Crushing of interstellar gas clouds in supernova remnants. I. The role of thermal conduction and radiative losses

TL;DR

This study models how shock waves from supernova remnants interact with interstellar gas clouds, highlighting the roles of radiative cooling and thermal conduction in different shock regimes and their effects on cloud evolution.

Contribution

It provides a detailed analysis of the interplay between radiative cooling and thermal conduction in supernova remnant-cloud interactions across different Mach number regimes.

Findings

Radiative losses dominate at lower Mach numbers, leading to cloud fragmentation.

Thermal conduction causes cloud evaporation at higher Mach numbers.
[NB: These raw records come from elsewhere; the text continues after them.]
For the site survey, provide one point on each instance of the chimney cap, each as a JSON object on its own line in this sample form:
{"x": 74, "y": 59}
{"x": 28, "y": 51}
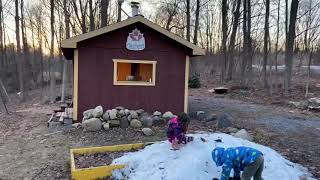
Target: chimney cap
{"x": 134, "y": 3}
{"x": 135, "y": 8}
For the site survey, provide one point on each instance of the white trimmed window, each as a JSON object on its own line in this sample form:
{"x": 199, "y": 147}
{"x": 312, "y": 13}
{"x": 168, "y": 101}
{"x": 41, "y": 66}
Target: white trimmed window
{"x": 134, "y": 72}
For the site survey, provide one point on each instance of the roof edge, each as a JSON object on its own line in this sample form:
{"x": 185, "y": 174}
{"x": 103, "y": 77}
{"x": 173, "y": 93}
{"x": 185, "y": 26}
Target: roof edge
{"x": 72, "y": 42}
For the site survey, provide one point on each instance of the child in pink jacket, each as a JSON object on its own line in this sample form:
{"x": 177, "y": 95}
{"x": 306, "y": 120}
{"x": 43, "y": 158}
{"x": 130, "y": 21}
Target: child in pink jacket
{"x": 177, "y": 128}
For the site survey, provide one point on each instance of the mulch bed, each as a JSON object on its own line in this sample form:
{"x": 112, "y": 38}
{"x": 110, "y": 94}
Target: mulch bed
{"x": 96, "y": 159}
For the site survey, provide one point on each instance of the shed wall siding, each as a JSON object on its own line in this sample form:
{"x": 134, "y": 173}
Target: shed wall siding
{"x": 95, "y": 80}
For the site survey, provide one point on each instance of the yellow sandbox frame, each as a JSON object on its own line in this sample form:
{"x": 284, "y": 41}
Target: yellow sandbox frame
{"x": 100, "y": 171}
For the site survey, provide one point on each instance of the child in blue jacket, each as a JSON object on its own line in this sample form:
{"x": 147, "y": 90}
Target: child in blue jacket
{"x": 245, "y": 159}
{"x": 177, "y": 129}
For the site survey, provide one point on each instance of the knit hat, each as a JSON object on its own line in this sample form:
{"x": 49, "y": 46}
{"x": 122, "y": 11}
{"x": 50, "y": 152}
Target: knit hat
{"x": 217, "y": 155}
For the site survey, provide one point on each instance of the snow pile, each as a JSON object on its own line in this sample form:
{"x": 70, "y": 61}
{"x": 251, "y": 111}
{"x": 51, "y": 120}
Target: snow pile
{"x": 158, "y": 162}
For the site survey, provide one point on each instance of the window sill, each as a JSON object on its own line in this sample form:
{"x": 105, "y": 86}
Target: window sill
{"x": 130, "y": 83}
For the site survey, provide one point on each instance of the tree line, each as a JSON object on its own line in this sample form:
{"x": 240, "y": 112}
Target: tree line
{"x": 233, "y": 29}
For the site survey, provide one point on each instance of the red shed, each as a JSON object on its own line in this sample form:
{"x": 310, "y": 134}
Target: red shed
{"x": 133, "y": 63}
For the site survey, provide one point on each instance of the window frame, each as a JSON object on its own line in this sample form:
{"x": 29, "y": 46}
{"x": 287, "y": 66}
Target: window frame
{"x": 133, "y": 83}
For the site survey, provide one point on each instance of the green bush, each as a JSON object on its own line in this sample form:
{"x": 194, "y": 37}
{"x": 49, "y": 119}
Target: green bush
{"x": 194, "y": 81}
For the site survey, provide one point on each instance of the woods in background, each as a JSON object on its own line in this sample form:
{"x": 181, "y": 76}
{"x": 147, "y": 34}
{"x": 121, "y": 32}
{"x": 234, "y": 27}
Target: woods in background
{"x": 235, "y": 31}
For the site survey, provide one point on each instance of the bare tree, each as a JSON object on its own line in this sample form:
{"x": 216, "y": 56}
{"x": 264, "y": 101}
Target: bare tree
{"x": 265, "y": 46}
{"x": 18, "y": 53}
{"x": 236, "y": 16}
{"x": 51, "y": 68}
{"x": 224, "y": 11}
{"x": 1, "y": 41}
{"x": 91, "y": 16}
{"x": 289, "y": 45}
{"x": 196, "y": 24}
{"x": 65, "y": 64}
{"x": 119, "y": 10}
{"x": 104, "y": 12}
{"x": 188, "y": 20}
{"x": 83, "y": 4}
{"x": 277, "y": 44}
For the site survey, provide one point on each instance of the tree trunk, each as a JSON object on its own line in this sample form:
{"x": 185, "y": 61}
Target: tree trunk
{"x": 51, "y": 68}
{"x": 104, "y": 12}
{"x": 224, "y": 39}
{"x": 18, "y": 54}
{"x": 265, "y": 46}
{"x": 245, "y": 43}
{"x": 309, "y": 72}
{"x": 249, "y": 64}
{"x": 65, "y": 63}
{"x": 25, "y": 53}
{"x": 119, "y": 11}
{"x": 236, "y": 16}
{"x": 188, "y": 20}
{"x": 286, "y": 20}
{"x": 1, "y": 42}
{"x": 276, "y": 47}
{"x": 92, "y": 26}
{"x": 289, "y": 45}
{"x": 196, "y": 25}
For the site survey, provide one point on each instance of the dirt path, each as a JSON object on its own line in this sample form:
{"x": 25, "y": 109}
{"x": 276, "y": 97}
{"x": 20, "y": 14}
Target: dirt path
{"x": 295, "y": 135}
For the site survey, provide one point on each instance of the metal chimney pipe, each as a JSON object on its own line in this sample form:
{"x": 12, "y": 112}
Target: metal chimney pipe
{"x": 135, "y": 8}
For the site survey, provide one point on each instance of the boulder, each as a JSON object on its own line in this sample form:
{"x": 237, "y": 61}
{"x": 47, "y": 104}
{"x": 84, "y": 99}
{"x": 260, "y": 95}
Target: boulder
{"x": 106, "y": 116}
{"x": 221, "y": 90}
{"x": 314, "y": 104}
{"x": 168, "y": 115}
{"x": 114, "y": 123}
{"x": 106, "y": 126}
{"x": 140, "y": 111}
{"x": 121, "y": 113}
{"x": 211, "y": 117}
{"x": 147, "y": 131}
{"x": 88, "y": 114}
{"x": 124, "y": 123}
{"x": 314, "y": 101}
{"x": 157, "y": 113}
{"x": 113, "y": 114}
{"x": 224, "y": 121}
{"x": 146, "y": 121}
{"x": 134, "y": 114}
{"x": 76, "y": 125}
{"x": 97, "y": 112}
{"x": 135, "y": 123}
{"x": 93, "y": 124}
{"x": 192, "y": 114}
{"x": 299, "y": 105}
{"x": 243, "y": 134}
{"x": 231, "y": 130}
{"x": 201, "y": 115}
{"x": 119, "y": 108}
{"x": 158, "y": 121}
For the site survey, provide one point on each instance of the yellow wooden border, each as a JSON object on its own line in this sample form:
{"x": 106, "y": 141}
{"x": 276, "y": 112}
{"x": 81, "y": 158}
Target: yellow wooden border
{"x": 186, "y": 85}
{"x": 134, "y": 83}
{"x": 72, "y": 42}
{"x": 75, "y": 84}
{"x": 101, "y": 171}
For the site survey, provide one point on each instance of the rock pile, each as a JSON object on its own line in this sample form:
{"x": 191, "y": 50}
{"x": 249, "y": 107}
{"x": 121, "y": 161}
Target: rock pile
{"x": 96, "y": 119}
{"x": 312, "y": 104}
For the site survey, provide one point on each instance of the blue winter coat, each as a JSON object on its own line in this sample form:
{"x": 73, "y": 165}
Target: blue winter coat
{"x": 234, "y": 158}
Thermal conduction suppresses hydrodynamic instabilities at cloud boundaries.

Abstract

We model the hydrodynamic interaction of a shock wave of an evolved supernova remnant with a small interstellar gas cloud like the ones observed in the Cygnus loop and in the Vela SNR. We investigate the interplay between radiative cooling and thermal conduction during cloud evolution and their effect on the mass and energy exchange between the cloud and the surrounding medium. Through the study of two cases characterized by different Mach numbers of the primary shock (M = 30 and 50, corresponding to a post-shock temperature $T\approx 1.7\times 10^6$ K and $\approx 4.7\times 10^6$ K, respectively), we explore two very different physical regimes: for M = 30, the radiative losses dominate the evolution of the shocked cloud which fragments into cold, dense, and compact filaments surrounded by a hot corona which is ablated by the thermal conduction; instead, for M = 50, the thermal conduction dominates the evolution of the shocked cloud, which evaporates in a few dynamical time-scales. In both cases we find that the thermal conduction is very effective in suppressing the hydrodynamic instabilities that would develop at the cloud boundaries.